For many years, chronic nerve pain was thought to be due to a hypersensitivity in the neurons that transmit pain signals. This view is slowly changing, and recently published work provides an intriguing new angle.
A team of scientists from the Karolinska Institutet in Sweden investigated a group of nerves not traditionally thought to be involved in the sensation of pain.
In conditions involving chronic nerve pain, just the slightest touch can result in intense pain. How this might occur has long been a mystery. It is known that certain sensory neurons only transmit “pleasant tactile” sensations, such as soft touch, whereas other neuron types are responsible for transmitting pain.

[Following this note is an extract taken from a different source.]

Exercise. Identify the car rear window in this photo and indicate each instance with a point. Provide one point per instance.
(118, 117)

The researchers in Sweden discovered that nerve damage can cause the sensory neurons, previously unrelated to pain, to start transmitting pain signals.
How this occurs is down to a family of small RNA molecules known as microRNA. These snippets of code do not translate into proteins; instead, they are involved in regulating the expression of other genes. In particular, it is the MiR-183 cluster of microRNAs that are at work.
MiR-183 microRNAs have previously been shown to reduce neuropathic pain, but the mechanisms behind this effect had not been uncovered.
This new study demonstrated that, following injury, levels of these microRNAs drop, causing an increase in a certain type of ion channel. This hike in ion channel density switches the sensory neuron into a pain-transmitting neuron.
“Our study shows that touch-sensitive nerves switch function and start producing pain, which can explain how hypersensitivity arises. MicroRNA regulation could also explain why people have such different pain thresholds.”
Prof. Patrik Ernfors, Department of Medical Biochemistry and Biophysics, Karolinska Institutet
Currently, gabapentin is often used to treat nerve pain, and although it works in around half of patients, its mechanism of action is not known. The researchers found that gabapentin works on touch-sensitive neurons. It blocks the ion channels that are increased as microRNA levels drop, effectively preventing the switch of roles from touch to pain transmission.
Prof. Ernfors is excited about the findings. He says, “What’s interesting about our study is that we can show that the RNA molecule controls the regulation of 80 percent of the genes that are known to be involved in nerve pain. My hope, therefore, is that microRNA-based drugs will one day be a possibility.”
Although the primary study was conducted in a mouse model, the team carried out some work on humans to check whether the same interactions were present. The results backed up the findings in mice.
Tests on human tissue demonstrated that regions with lower levels of microRNA were accompanied by higher levels of the particular ion channel, and vice versa. Although not definitive, this suggests that a similar mechanism is in place.
Because current drug treatment for nerve pain is inadequate, this study gives an interesting new approach for drug companies to trial. As Prof. Ernfors says, “The pharmaceutical companies have concentrated heavily on substances that target ion channels and receptors in pain neurons, but our results show that they might have been focusing on the wrong type of neuron.”
Further research in humans will be needed to confirm the findings, but better treatment for these mysterious conditions might be just beyond the horizon.